Aber das hier... das war einfach unglaublich.
"Heißt das, wir sind in... der Hölle?" fragte Odette.
"Das würde ich nicht sagen, Euer Gnaden. Uns wird kein Leid zugefügt, nun ja, meistens wenn Seine Majestät besserer Laune ist," antwortete Rori. "Sobald Ihr tot seid, müsst Ihr Seine Majestät Euer Herz geben, damit Ihr in seinem Reich bleiben könnt."
"Aber es ist in Ordnung, Euer Gnaden. Ihr werdet in diesem Reich normal leben. Unter seinem Schutz wird Euch nichts jemals Schaden zufügen, also könnt Ihr beruhigt sein," sagte Ruru.
Von Odette kam nichts als Schweigen. Die Katzendienerinnen wussten, dass es für sie wirklich schwierig sein würde, die Situation zu verdauen. Außerdem konnten sie ihr ohne seine Erlaubnis nicht alles über ihren Maskierten Alpha-König erzählen.
Ihr zu sagen, dass sie jetzt eine tote Frau war, war bereits ein großer Schock, also entschuldigten sich Rori und Ruru und gaben der neuen Braut ihres Königs Zeit, die Situation vollständig zu erfassen.
Odette blieb in dem geräumigen Zimmer zurück. Sie schaute auf ihre Brust hinab, um nachzusehen, und stellte fest, dass ihre Haut noch intakt war, anders als bei den Katzendienerinnen.

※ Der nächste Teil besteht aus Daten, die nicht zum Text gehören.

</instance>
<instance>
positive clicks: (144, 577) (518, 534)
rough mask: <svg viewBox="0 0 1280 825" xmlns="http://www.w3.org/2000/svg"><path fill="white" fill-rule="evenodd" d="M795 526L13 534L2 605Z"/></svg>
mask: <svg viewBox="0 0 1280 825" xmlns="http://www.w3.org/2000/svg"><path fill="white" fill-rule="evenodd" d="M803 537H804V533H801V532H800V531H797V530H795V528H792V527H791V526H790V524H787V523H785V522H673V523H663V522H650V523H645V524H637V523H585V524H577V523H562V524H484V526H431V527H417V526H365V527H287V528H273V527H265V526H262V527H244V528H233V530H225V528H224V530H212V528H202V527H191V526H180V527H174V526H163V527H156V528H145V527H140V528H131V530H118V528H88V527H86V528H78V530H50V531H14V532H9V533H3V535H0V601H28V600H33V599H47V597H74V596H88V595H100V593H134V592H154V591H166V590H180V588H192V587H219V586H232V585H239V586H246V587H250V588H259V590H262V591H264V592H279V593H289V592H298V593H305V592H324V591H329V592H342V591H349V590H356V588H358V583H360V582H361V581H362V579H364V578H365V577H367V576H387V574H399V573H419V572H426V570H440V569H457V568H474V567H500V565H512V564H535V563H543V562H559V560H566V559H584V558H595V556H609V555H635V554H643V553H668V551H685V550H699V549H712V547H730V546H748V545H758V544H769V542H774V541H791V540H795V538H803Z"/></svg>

Aber sie wusste, dass in ihrer Brust nichts als Leere war. Sie konnte keinen Herzschlag spüren, atmete aber immer noch wie ein lebendes Wesen.
Es war in der Tat schwer zu glauben für jemanden, der zuvor nie eine Affinität zur Magie hatte. Doch nach dem Anblick des tiefvioletten Himmels, der schwebenden dunklen Wolke, des Gartens voller Dornen, des hohlen Herzens und vor allem des Maskierten Alpha-Königs wäre es dumm für Odette gewesen, nicht zu glauben, dass der maskierte Mann ein allmächtiges Wesen war, ähnlich dem König der Unterwelt.
Odette saß auf dem Bett und dachte über ihr neues Leben in dieser seltsamen Welt nach. Sie war es gewohnt, ihr Schicksal zu akzeptieren, als sie eine Ausgestoßene in ihrem Rudel war, und versuchte, das Beste aus ihrer Situation zu machen.
Sie verstand, dass der Maskierte Alpha starke Krieger aus anderen Beastmen-Stämmen außerhalb rekrutieren wollte, um sie in sein Königreich zu holen.
"Aber warum ich? Welchen Nutzen hat er davon, mich zu rekrutieren?" Odette grübelte immer wieder darüber nach, konnte aber immer noch keinen Grund dafür finden, warum sie an diesem Ort festsaß. Sie weigerte sich zu glauben, dass dieser Mann sie aus Freundlichkeit bleiben lassen würde.
Die einzige Person, die den Zweck ihres Aufenthalts in diesem Königreich kannte – und ob sie in Zukunft gehen könnte – war der Maskierte Alpha-König selbst.
"Ich muss wieder mit ihm sprechen," folgerte Odette. "Ich möchte wissen, was ich tun muss, um meine Freiheit wiederzuerlangen und zu gehen."